Leshawn Reyes, 7, plays in front of his apartment building on President Street - the same building where Gavin Cato once lived twenty years ago
Twenty years after riots erupted between blacks and Jews in Crown Heights, newcomers — including hipsters, Latinos and Asians — are calming old racial divisions.
In the years that have passed, the central Brooklyn neighborhood has settled into an uneasy peace, even as many of the mixed-race, kumbaya community groups have fizzled.
Black and Hasidic Jewish residents have more pressing issues than their old animosity: Black-on-black gun violence and the dilution of the ultra-orthodox Chabad-Lubavitch Jewish community.
"There are no longer different communities. There is one community made up of different backgrounds," said Rabbi Joseph Spielman, who led the Jewish Community Council during the three days of rioting.
A handful of upcoming events will mark Aug. 19, 1991, the day Gavin Cato, 7, was killed in a car accident. About three hours after the wreck and five blocks away, 29-year-old Australian scholar Yankel Rosenbaum was fatally stabbed.
Black and Jewish residents in Crown Heights still vividly recall the fights, looting and heavy police presence that followed.
"People started screaming," said Colin Cohen, the head of the NYPD's 71st Precinct community council. "The young hot-headed guys said, ‘We need justice. We need to take action.' They started to react violently."
Isaac Bitton, 63, was beaten as his 12-year-old son watched.
"There was a bunch of black teenagers, like 40 or 50. They were chanting ‘Jew, Jew, Jew,'" he recalled. "I got a brick to my head."
Crown Heights in 1991 was home to 200,000 residents. About 83% were African-American and Caribbean-American. Less than 10% — mostly Hasidim — were white.

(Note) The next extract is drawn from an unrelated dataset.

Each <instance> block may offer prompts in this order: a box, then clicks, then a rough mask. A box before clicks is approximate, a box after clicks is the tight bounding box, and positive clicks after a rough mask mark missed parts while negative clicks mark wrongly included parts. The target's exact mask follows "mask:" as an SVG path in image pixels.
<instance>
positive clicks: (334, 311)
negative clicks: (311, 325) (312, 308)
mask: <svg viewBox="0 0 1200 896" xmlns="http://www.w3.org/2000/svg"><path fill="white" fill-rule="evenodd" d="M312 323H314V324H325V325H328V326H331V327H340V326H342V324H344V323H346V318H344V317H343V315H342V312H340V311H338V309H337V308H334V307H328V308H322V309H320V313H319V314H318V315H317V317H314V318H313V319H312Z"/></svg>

Today, Crown Heights is a much more mixed group of 134,819 residents, 2010 Census data show. Blacks now make up 72% of the population, with the number of Jews and newcomers growing.

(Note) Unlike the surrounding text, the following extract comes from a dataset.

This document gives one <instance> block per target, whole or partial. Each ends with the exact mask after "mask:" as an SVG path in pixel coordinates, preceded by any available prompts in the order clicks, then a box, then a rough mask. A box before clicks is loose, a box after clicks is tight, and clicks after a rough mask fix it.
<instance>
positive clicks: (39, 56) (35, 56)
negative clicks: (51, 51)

At the Crown Heights Community Mediation Center, the priority is stopping black-on-black gun violence, director Amy Ellebogan said. "We have (hate) crimes happen," she said. "But shootings - it's unfortunately ... accepted ... We are trying to make it unacceptable."
Crown Heights' Jews are worried about increased secularism among their ranks, blaming pop culture and the void left by the death of Chabad-Lubavitch leader Rabbi Menachem Mendel Schneersoh in 1994.

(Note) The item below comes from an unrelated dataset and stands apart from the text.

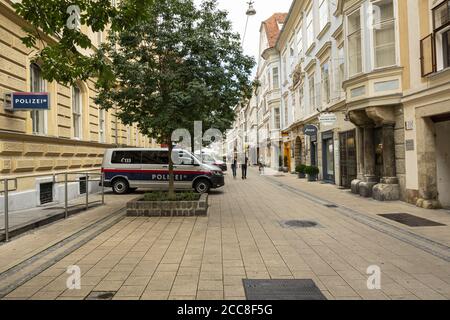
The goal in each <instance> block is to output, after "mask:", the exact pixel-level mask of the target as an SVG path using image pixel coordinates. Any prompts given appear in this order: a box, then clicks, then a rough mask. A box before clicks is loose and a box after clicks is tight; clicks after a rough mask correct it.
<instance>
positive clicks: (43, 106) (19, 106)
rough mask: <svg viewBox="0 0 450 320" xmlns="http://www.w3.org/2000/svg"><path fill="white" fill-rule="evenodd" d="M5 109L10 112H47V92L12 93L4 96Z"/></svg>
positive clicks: (19, 92)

"A lot of people are rebelling against their parents. Their parents are old school and they can't adapt," said Rabbi Chezzi Denebeim, 25, who runs a new synagogue on President St.
Right after the riots, residents worked hard to forge informal and institutional alliances among African-Americans, Caribbean-Americans and Jews. Many of those groups have faded.
"We served our purpose," said Denice Muckle, a member of Mothers to Mothers, a black and Jewish moms support group that no longer meets. "The world has changed. People aren't open to (being or acting) stupid anymore."
Some groups are still around and can be called upon if conflicts arise.
"Once you make the peace, you have to keep the peace," said Crown Heights Youth Collective director Richard Green. "Playing ball, doing rap, that's peacemaking. Now we are keeping the peace."
Other casual forms of unity have emerged. About a year ago, kosher wine bar Basil opened up. Hasidim, hipsters and black professionals sit side-by-side to devour Basil's pizza, pasta and other bistro fare.
Yet old hostilities still exist.
"They don't speak to us," said Carol Morton, 67, a black woman who sells art in the area. "I don't see no change. ... They stick together. They don't care about us."
It swings both ways.
"We can't break bread with them," said Roz Malamud, 67, a Jewish woman who lives on Eastern Parkway. "We can't learn from them. We are equal, but separate."